ProLiant Servers (ML,DL,SL)
1752314 Members
5860 Online
108786 Solutions
New Discussion юеВ

ML370G3 Hanging Problem

 
Rob Pursley
New Member

Re: ML370G3 Hanging Problem

Yep, got all the latest updates including the bios and drivers for all the bits.
Simon Black
Occasional Advisor

Re: ML370G3 Hanging Problem

I have updated the BIOS.
Server has now been running for 24 hours.
I need to wait until it next hangs.
Simon Black
Occasional Advisor

Re: ML370G3 Hanging Problem

Our server has been up for 7 days without 'hanging'.

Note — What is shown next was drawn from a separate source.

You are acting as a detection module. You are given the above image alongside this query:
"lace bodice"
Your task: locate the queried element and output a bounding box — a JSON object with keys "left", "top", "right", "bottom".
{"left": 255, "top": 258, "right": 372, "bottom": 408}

However, in response to a support request, HP have suggested clearing the CMOS on thhe server:
"Let clear cmos on the server.
Clearing CMOS
Down the server to clear nvram.
Access the cover when the server is powered down. See the cover for the location of the maintenance switch. Switch #6 on the system maintenance switch from a default position of off to on.
Then apply power to the server.
When you see video, then turn the server off.
Place the switch # 6 back to the default position and apply power. Select F9 at post and then save to reconfigure with the correct controller order and exit. "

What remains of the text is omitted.